Pakar keuangan Ferry Latuhihin kembali mengingatkan agar Presiden Prabowo Subianto menghitung ulang anggaran Program Makan Bergizi Gratis. Jika penerima MBG ditetapkan 82 juta orang, rasa-rasanya terlalu jumbo. Tidak tepat untuk saat ini, karena beban anggaran bisa berat dan nyaris jebol.
“Fiskal kita saat ini sedang reot. Harus bayar utang jatuh tempo sekitar Rp800 triliun pada Juni nanti, ditambah defisit anggaran Rp616 triliun. Itu saja sudah di atas Rp1.400 triliun.
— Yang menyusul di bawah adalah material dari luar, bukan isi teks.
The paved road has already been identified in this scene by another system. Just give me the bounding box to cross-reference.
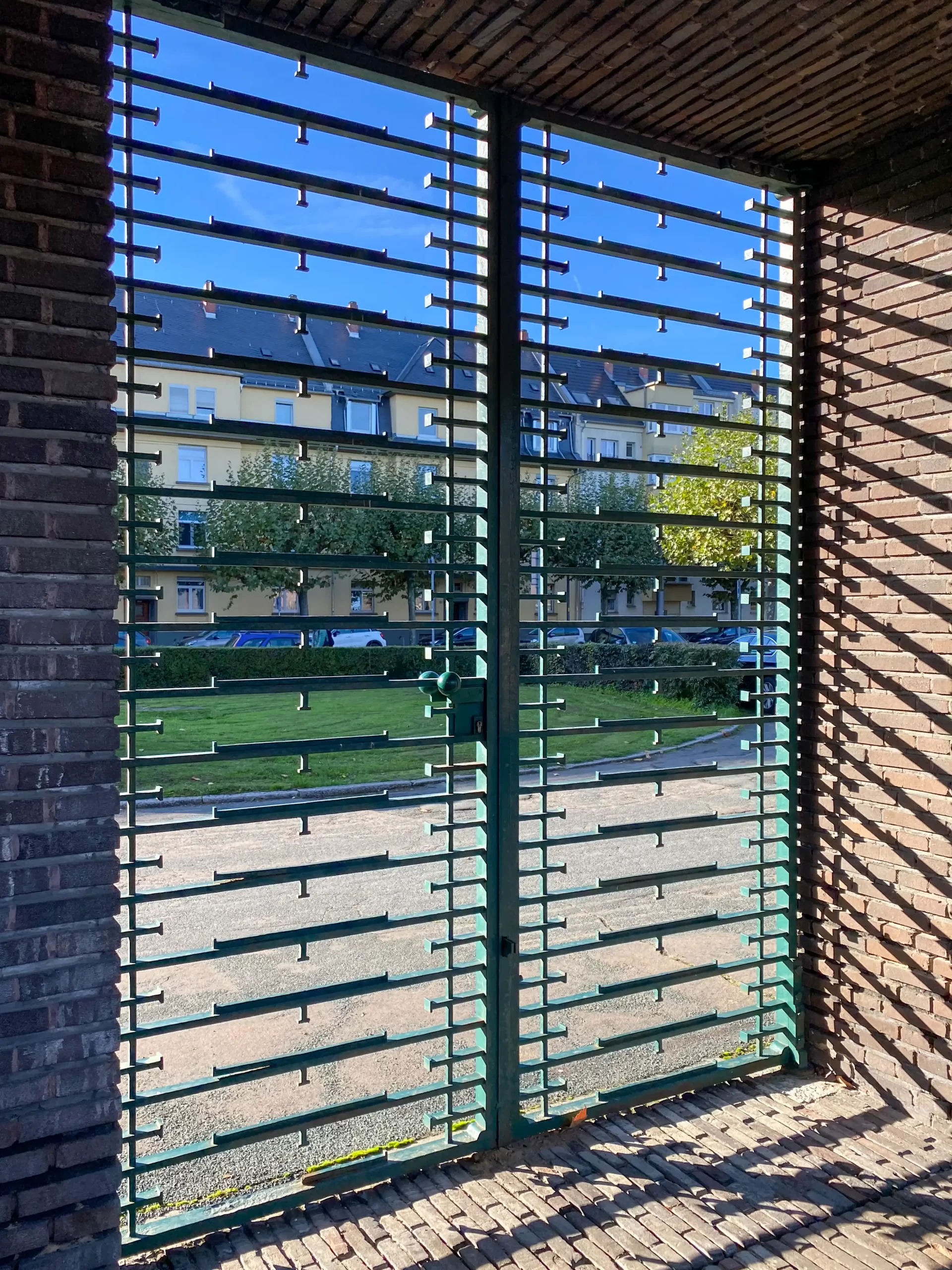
[128,725,781,1199]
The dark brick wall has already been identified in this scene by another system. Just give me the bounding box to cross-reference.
[802,114,952,1118]
[0,0,119,1270]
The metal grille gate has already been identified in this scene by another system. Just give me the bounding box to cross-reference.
[114,2,802,1250]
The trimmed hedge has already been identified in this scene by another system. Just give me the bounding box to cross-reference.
[549,644,740,710]
[138,645,431,689]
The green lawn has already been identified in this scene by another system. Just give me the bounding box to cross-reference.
[130,685,741,798]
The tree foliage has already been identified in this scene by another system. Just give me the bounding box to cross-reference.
[523,471,660,597]
[651,411,777,602]
[207,447,446,612]
[116,458,179,555]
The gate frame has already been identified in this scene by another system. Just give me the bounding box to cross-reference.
[117,0,807,1252]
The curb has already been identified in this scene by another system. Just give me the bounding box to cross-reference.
[136,723,741,808]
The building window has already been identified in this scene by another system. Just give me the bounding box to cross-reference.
[195,388,215,414]
[274,589,301,615]
[179,512,206,551]
[175,578,204,613]
[351,458,373,494]
[347,400,377,433]
[179,446,208,485]
[169,383,190,414]
[648,454,671,485]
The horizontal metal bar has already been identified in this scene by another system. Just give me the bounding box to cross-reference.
[119,732,446,767]
[522,282,778,339]
[521,339,789,387]
[129,1076,483,1177]
[128,904,472,970]
[117,409,482,459]
[519,393,791,439]
[519,758,732,794]
[531,808,775,851]
[109,136,486,226]
[120,848,472,904]
[519,1006,773,1073]
[519,168,793,243]
[519,954,788,1018]
[129,1023,454,1107]
[113,66,487,168]
[114,276,485,343]
[519,858,779,909]
[119,675,416,702]
[519,702,726,739]
[521,225,793,291]
[122,964,459,1040]
[519,907,788,962]
[125,209,486,290]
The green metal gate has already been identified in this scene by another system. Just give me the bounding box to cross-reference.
[114,0,803,1251]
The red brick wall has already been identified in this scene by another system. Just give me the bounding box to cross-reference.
[0,0,119,1270]
[802,109,952,1116]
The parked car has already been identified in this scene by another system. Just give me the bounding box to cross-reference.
[737,630,777,714]
[687,626,757,644]
[621,626,687,644]
[311,629,387,648]
[113,631,152,654]
[183,631,241,648]
[546,626,585,645]
[587,626,684,644]
[231,631,301,648]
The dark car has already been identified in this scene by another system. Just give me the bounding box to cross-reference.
[687,626,757,644]
[621,626,685,644]
[232,631,301,648]
[737,631,777,714]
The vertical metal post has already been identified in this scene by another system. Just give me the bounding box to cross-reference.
[487,98,521,1144]
[774,192,806,1066]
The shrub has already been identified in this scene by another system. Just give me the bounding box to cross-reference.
[549,644,740,710]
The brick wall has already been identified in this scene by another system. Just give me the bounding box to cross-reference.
[802,116,952,1116]
[0,0,119,1270]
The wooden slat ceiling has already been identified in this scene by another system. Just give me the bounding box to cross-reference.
[216,0,952,175]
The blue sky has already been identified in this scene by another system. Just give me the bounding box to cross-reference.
[113,22,781,370]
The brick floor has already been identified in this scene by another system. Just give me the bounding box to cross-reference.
[125,1076,952,1270]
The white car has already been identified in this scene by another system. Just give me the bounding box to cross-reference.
[546,626,585,646]
[312,630,387,648]
[184,631,241,648]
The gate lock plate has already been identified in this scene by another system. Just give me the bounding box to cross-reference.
[420,671,486,739]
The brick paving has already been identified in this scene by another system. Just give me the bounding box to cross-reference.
[125,1076,952,1270]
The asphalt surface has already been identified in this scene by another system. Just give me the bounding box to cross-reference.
[128,724,772,1203]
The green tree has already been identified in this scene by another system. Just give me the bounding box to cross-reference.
[207,446,443,615]
[116,458,179,555]
[650,411,777,609]
[538,471,660,607]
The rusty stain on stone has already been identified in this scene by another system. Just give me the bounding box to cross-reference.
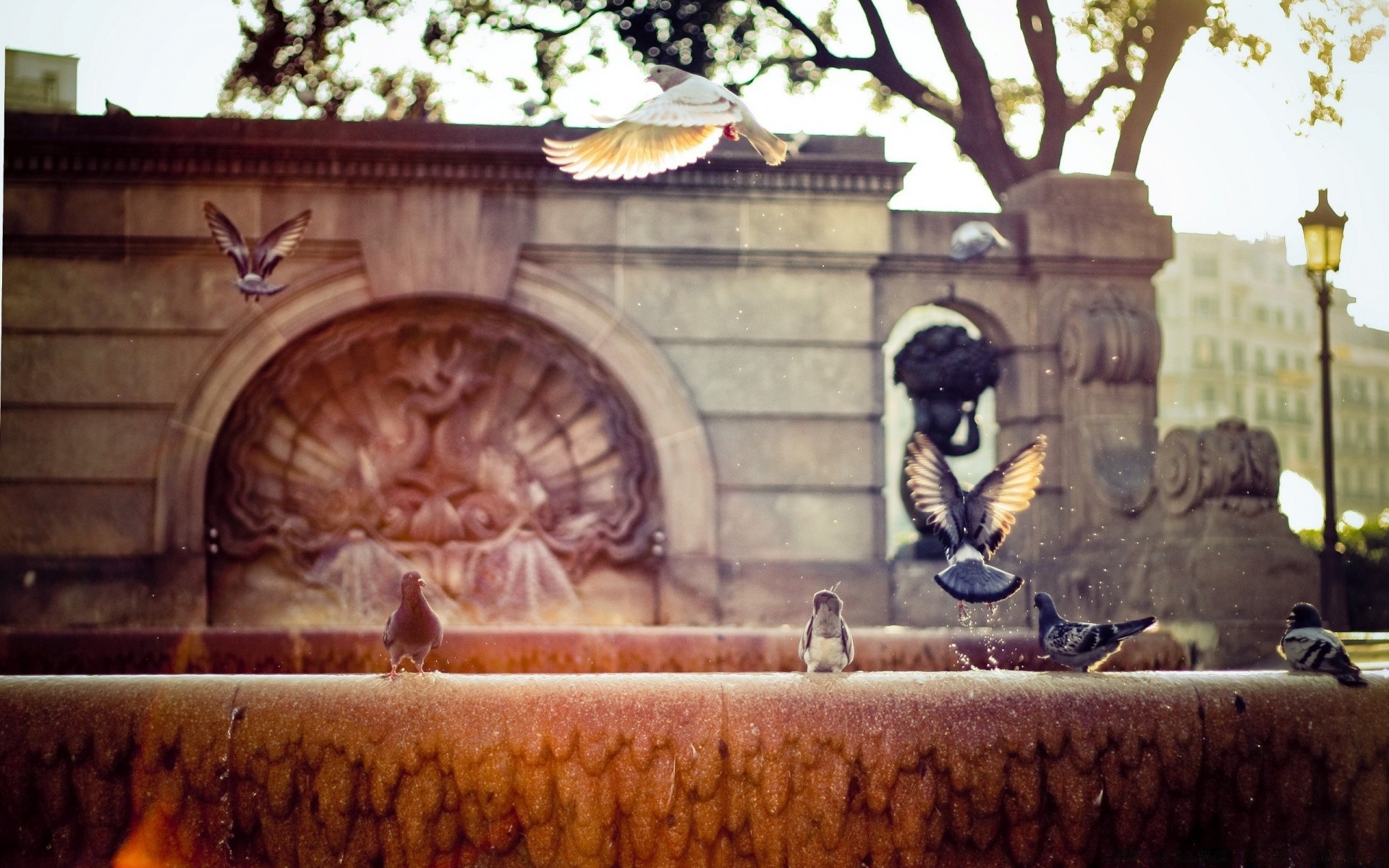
[0,671,1389,868]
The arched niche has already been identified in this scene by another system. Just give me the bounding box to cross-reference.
[882,304,1007,557]
[156,261,717,622]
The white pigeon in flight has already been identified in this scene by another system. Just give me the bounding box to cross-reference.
[545,65,786,181]
[907,430,1046,614]
[950,219,1013,263]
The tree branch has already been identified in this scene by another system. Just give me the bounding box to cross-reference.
[1110,0,1207,172]
[918,0,1029,196]
[1018,0,1075,169]
[761,0,959,127]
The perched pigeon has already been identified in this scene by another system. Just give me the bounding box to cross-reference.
[1278,603,1368,687]
[203,201,314,302]
[907,430,1046,613]
[545,67,786,181]
[381,571,443,678]
[796,583,854,672]
[1032,593,1157,672]
[950,219,1013,263]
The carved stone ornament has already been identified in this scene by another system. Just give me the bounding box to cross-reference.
[1155,420,1280,515]
[207,300,660,622]
[1061,294,1163,383]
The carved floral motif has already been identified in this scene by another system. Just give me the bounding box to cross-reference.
[1155,420,1280,515]
[1061,296,1163,383]
[208,302,660,621]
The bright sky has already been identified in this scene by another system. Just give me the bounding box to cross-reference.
[0,0,1389,328]
[8,0,1389,527]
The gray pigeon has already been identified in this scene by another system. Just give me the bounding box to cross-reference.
[1278,603,1368,687]
[796,582,854,672]
[381,571,443,678]
[907,430,1046,614]
[950,219,1013,263]
[1032,593,1157,672]
[203,201,314,302]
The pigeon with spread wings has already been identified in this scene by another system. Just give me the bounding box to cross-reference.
[203,201,314,302]
[907,432,1046,603]
[545,67,786,181]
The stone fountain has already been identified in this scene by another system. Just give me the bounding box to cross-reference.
[0,115,1389,868]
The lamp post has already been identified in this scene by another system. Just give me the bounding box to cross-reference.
[1297,190,1347,629]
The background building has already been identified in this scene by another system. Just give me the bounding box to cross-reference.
[4,48,78,114]
[1155,234,1389,515]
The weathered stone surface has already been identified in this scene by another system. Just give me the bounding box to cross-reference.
[663,343,882,415]
[0,407,168,480]
[0,335,214,404]
[721,560,892,626]
[0,630,1188,675]
[0,482,154,557]
[0,672,1389,868]
[616,258,872,343]
[718,490,882,558]
[708,417,880,488]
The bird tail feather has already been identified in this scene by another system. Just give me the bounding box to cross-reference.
[1114,616,1157,639]
[1336,667,1369,687]
[738,119,786,165]
[936,561,1022,603]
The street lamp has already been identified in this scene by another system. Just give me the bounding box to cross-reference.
[1297,190,1346,629]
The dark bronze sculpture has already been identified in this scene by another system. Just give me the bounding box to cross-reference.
[892,325,998,560]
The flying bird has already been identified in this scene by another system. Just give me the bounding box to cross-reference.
[796,582,854,672]
[1278,603,1368,687]
[1032,593,1157,672]
[950,219,1013,263]
[381,571,443,678]
[545,65,786,181]
[907,430,1046,605]
[203,201,314,302]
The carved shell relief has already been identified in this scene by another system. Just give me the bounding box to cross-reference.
[207,300,660,622]
[1061,293,1163,383]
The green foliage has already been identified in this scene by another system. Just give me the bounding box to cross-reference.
[1297,510,1389,631]
[221,0,1389,193]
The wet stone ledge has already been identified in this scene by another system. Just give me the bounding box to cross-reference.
[0,671,1389,868]
[0,626,1189,675]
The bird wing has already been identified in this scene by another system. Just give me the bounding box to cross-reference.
[381,608,400,649]
[967,435,1046,558]
[796,616,815,665]
[545,77,746,181]
[252,211,314,278]
[907,430,964,550]
[203,201,252,278]
[1048,621,1117,657]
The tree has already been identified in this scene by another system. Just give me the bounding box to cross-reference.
[222,0,1389,196]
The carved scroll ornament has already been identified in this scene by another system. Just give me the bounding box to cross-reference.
[1061,296,1163,383]
[208,302,660,621]
[1155,420,1280,515]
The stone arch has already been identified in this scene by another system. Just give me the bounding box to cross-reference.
[154,260,717,574]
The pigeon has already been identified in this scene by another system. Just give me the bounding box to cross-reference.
[381,571,443,678]
[907,430,1046,603]
[950,219,1013,263]
[1032,593,1157,672]
[796,582,854,672]
[1278,603,1368,687]
[545,67,786,181]
[203,201,314,302]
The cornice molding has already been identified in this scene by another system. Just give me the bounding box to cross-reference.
[4,114,912,197]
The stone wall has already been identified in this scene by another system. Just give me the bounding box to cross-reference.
[0,115,1317,660]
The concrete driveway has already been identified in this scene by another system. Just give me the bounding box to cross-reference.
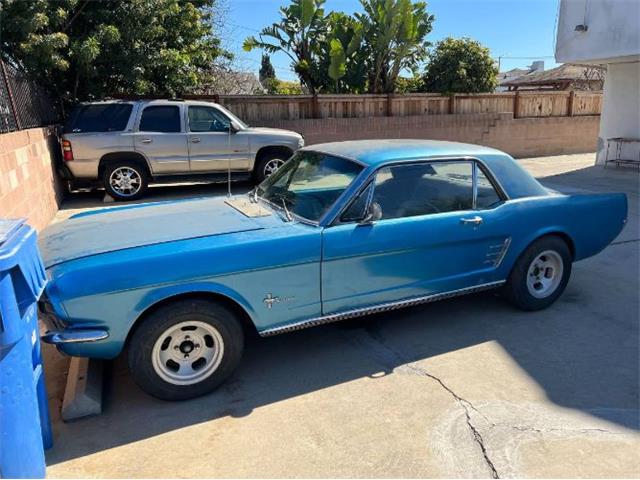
[47,155,640,477]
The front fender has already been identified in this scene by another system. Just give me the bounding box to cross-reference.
[134,281,256,330]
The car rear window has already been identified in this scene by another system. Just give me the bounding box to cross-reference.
[64,103,133,133]
[139,106,180,133]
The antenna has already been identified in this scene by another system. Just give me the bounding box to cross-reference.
[227,121,233,198]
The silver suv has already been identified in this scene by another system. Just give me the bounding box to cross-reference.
[62,100,304,200]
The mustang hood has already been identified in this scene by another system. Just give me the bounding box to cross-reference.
[40,198,277,268]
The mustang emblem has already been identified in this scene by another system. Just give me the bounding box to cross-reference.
[262,293,280,309]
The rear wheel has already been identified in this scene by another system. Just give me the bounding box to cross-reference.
[129,300,244,400]
[102,161,148,200]
[504,236,572,311]
[254,150,291,183]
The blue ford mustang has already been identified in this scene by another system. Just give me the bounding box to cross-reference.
[40,140,627,399]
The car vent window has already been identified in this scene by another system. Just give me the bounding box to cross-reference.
[476,166,502,210]
[373,161,473,219]
[139,105,180,133]
[64,103,133,133]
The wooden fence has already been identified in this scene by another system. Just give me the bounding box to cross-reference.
[214,91,602,123]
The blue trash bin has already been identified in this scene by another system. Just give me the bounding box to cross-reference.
[0,220,52,478]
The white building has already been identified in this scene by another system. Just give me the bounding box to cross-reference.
[556,0,640,163]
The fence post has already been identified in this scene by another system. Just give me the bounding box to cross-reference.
[567,90,576,117]
[0,60,22,130]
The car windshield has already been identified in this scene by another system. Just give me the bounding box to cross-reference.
[256,151,363,222]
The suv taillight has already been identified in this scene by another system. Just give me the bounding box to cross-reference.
[62,140,73,162]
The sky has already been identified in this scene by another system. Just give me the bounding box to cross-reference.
[223,0,559,80]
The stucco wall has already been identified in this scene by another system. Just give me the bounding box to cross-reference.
[597,62,640,163]
[556,0,640,63]
[0,128,63,230]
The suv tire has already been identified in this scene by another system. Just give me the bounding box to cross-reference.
[128,299,244,400]
[253,150,291,184]
[504,236,573,311]
[102,160,149,201]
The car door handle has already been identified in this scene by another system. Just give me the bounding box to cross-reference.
[460,215,482,225]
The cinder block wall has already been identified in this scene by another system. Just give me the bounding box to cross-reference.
[261,113,600,157]
[0,127,64,230]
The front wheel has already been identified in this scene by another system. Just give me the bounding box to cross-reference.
[504,236,572,311]
[129,299,244,400]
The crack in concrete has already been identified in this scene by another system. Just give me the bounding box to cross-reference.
[491,423,624,435]
[356,326,500,479]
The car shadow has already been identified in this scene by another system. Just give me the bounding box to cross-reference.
[47,161,640,465]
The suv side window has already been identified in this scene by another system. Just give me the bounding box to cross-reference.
[189,106,230,132]
[64,103,133,133]
[373,160,474,220]
[139,105,180,133]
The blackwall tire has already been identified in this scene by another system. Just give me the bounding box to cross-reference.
[128,299,244,400]
[504,236,573,311]
[102,161,149,201]
[253,151,289,184]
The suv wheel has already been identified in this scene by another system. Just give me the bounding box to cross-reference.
[102,161,148,200]
[254,152,289,183]
[128,300,244,400]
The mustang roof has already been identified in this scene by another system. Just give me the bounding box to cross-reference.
[305,139,505,166]
[303,139,549,198]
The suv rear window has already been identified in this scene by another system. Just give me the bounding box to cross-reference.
[64,103,133,133]
[139,106,180,133]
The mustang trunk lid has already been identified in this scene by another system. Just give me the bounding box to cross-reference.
[40,198,275,268]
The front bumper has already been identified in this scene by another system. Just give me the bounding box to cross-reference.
[38,293,109,345]
[40,328,109,345]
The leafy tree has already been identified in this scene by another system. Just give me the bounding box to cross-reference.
[318,12,367,93]
[243,0,327,94]
[356,0,434,93]
[396,75,424,93]
[424,37,498,94]
[258,53,276,84]
[264,78,302,95]
[0,0,230,108]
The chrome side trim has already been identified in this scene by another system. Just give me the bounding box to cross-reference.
[259,280,506,337]
[40,329,109,345]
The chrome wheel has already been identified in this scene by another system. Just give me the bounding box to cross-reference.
[109,167,142,197]
[151,321,224,385]
[527,250,564,298]
[264,158,285,178]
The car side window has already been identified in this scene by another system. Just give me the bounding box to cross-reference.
[476,165,502,210]
[373,161,474,220]
[340,182,374,223]
[139,105,180,133]
[189,106,230,132]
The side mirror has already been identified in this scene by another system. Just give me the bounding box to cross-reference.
[358,202,382,225]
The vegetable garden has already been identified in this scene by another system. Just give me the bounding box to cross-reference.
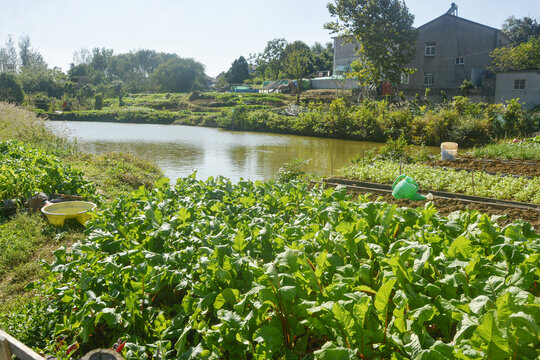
[7,176,540,359]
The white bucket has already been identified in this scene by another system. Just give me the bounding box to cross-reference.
[441,142,458,160]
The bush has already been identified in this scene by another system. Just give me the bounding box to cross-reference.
[94,94,103,110]
[34,93,51,111]
[0,73,24,105]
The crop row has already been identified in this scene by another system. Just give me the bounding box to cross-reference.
[0,141,95,202]
[16,176,540,359]
[340,160,540,204]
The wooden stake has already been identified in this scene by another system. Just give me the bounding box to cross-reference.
[362,149,366,167]
[0,337,11,360]
[471,171,476,196]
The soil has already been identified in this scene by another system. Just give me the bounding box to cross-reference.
[427,155,540,176]
[349,190,540,232]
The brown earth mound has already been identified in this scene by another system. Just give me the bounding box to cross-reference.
[349,190,540,232]
[427,155,540,176]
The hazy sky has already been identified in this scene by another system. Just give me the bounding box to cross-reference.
[0,0,540,76]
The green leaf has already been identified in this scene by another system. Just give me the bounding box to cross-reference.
[214,288,240,310]
[375,279,396,321]
[278,286,296,302]
[353,296,371,328]
[474,310,511,360]
[448,236,473,260]
[313,342,356,360]
[253,325,283,351]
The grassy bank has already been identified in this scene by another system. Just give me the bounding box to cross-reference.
[0,103,162,312]
[0,101,540,360]
[471,136,540,160]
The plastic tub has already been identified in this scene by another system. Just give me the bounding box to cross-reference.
[41,201,96,226]
[441,142,458,161]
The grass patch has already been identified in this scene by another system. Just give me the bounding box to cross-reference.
[0,102,75,154]
[471,136,540,160]
[0,213,83,312]
[68,153,163,200]
[0,103,163,316]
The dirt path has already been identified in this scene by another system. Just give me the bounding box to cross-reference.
[426,155,540,176]
[349,190,540,232]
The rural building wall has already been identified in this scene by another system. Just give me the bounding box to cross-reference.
[495,71,540,109]
[403,14,509,95]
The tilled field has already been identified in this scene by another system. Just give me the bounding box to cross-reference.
[427,155,540,176]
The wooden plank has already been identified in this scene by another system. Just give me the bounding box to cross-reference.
[0,330,45,360]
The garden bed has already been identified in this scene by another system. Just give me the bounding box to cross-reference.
[427,155,540,176]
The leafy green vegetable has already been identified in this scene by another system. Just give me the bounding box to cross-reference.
[11,176,540,360]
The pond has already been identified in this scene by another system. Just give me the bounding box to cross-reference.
[46,121,422,181]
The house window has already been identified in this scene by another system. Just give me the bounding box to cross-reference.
[514,79,525,90]
[401,73,409,85]
[424,73,433,86]
[425,43,437,56]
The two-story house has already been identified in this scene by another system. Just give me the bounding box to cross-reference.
[334,8,510,96]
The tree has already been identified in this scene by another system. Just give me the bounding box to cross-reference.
[19,68,67,98]
[255,38,287,80]
[501,16,540,46]
[311,42,334,71]
[0,35,19,72]
[490,35,540,72]
[153,57,206,92]
[283,48,311,104]
[225,56,249,84]
[325,0,417,86]
[19,35,47,70]
[0,72,24,105]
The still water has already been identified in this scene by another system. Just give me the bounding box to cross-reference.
[47,121,388,181]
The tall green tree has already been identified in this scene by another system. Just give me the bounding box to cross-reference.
[501,16,540,46]
[491,35,540,72]
[311,42,334,71]
[153,57,206,92]
[283,48,312,104]
[0,72,24,105]
[325,0,417,86]
[225,56,249,84]
[0,35,19,72]
[255,38,287,80]
[19,35,47,71]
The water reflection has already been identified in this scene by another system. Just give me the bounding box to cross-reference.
[47,121,434,181]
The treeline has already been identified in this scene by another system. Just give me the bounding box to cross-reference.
[217,38,334,87]
[0,35,209,110]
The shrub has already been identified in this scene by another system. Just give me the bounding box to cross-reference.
[34,93,51,111]
[0,73,24,105]
[94,94,103,110]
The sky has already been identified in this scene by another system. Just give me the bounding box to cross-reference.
[0,0,540,76]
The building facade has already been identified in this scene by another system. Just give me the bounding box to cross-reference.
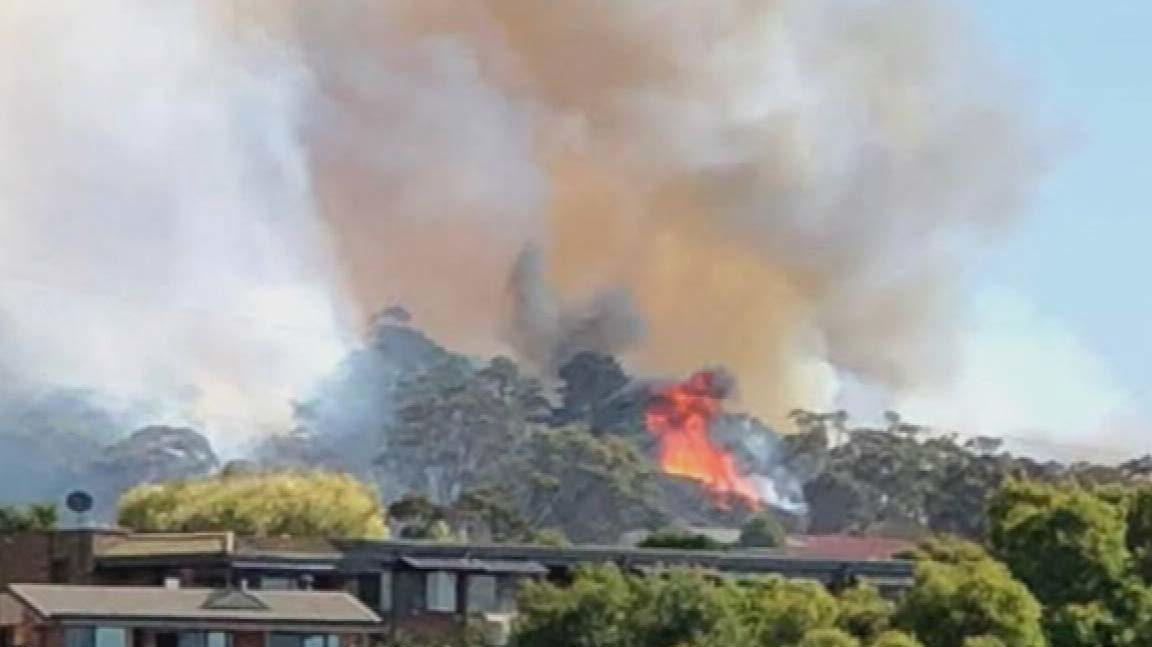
[0,584,381,647]
[0,531,912,647]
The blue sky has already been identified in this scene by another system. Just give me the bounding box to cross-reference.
[889,0,1152,454]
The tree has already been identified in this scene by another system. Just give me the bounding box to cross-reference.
[963,635,1008,647]
[552,351,643,434]
[628,569,745,647]
[502,426,667,542]
[836,585,896,641]
[744,577,839,647]
[869,631,923,647]
[0,503,56,534]
[376,358,548,505]
[120,465,387,539]
[511,566,636,647]
[988,481,1130,604]
[738,511,788,548]
[896,541,1045,647]
[798,629,861,647]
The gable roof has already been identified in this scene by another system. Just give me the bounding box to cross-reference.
[202,588,268,610]
[9,584,380,626]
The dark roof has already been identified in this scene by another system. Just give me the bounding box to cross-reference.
[400,557,548,574]
[97,535,912,583]
[9,584,380,626]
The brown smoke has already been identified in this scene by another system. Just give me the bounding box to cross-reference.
[214,0,1033,417]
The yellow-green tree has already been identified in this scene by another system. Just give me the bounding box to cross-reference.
[120,472,387,539]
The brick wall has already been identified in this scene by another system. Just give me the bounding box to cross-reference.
[0,531,122,589]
Kok malah dibebani program MBG untuk 82 juta penerima yang anggarannya ratusan triliun. Ini koplaknomics,” kata Ferry dikutip dari siniar yang dipandu Guru Besar Ekonomi UI, Rhenald Kasali bertajuk #Intrigue, Jakarta, Jumat (2/5/2025).
Selanjutnya, mantan penasihat ahli Tim Kampanye Nasional (TKN) Prabowo Subianto-Gibran Rakabuming Raka itu, mengutip data Center for Indonesian Policy Studies) yang menyebut jumlah rakyat Indonesia yang kekurangan gizi pada 2023 mencapai 21 juta. Misalnya diasumsikan separuhnya adalah anak-anak, maka setara dengan 10,5 juta jiwa.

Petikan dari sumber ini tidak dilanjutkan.